Spencer J McCarthy, Chairman & CEO, Churchill Retirement Living

Spencer McCarthy is chairman and chief executive of Churchill

Writing in the report, chairman and chief executive Spencer McCarthy hailed a year of “progress”, and blamed the falling profit on an “an 8% increase in build costs driven by raw material and wage inflation, and by the implementation of new building regulations.”

He added that the cost of investment in growth in the business – which took on nearly 100 staff in the year and opened several new regions – plus the inability to secure income from freehold interests due to government policy decisions, also impacted upon margins. The firm’s pre-tax margin declined from 24.3% to 17.3%, but McCarthy nevertheless claimed its operating margin “continues to be the strongest in the retirement housing industry”.
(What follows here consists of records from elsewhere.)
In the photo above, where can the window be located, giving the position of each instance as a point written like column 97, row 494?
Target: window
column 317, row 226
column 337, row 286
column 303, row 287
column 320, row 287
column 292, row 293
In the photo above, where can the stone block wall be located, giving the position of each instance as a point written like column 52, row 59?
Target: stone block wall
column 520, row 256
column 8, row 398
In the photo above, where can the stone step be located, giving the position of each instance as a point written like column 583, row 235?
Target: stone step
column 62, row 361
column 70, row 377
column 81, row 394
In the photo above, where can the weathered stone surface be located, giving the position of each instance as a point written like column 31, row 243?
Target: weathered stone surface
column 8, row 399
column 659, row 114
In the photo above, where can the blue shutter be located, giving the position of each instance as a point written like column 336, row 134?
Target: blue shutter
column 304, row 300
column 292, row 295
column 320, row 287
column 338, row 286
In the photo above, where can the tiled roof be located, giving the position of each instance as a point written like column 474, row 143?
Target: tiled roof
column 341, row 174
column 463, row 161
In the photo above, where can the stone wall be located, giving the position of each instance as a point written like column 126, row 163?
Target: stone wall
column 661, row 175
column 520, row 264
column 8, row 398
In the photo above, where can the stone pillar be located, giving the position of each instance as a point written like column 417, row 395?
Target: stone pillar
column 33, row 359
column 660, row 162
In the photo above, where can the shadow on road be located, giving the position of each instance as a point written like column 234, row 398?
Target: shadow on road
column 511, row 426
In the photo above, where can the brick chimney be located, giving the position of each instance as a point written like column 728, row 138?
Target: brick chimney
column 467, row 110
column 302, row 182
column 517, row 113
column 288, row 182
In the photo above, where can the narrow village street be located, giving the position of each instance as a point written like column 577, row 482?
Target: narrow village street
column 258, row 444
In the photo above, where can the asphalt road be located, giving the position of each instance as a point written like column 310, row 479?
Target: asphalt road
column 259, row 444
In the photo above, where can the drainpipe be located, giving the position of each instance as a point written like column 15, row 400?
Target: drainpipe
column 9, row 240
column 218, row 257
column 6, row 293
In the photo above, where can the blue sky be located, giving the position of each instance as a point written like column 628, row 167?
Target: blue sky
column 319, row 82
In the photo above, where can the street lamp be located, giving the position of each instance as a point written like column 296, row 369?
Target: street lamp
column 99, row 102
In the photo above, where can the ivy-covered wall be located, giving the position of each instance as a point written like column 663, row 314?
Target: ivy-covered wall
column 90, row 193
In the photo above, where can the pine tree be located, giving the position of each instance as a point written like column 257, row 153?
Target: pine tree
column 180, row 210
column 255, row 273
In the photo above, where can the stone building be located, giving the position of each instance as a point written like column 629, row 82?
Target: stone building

The results were achieved from the sale of 513 homes – a 31% increase on the previous year. McCarthy said the results put the business on track to achieve the “key objectives” for the business as laid out in 2021, which include increasing the business to 1,000 unit sales per year at a market leading margin, and achieving a countrywide presence for the business.

McCarthy said the business plans to invest £800m in new sites in the “coming years” and had just opened new offices in Bristol and Warrington to support recent expansion into the North and Wales.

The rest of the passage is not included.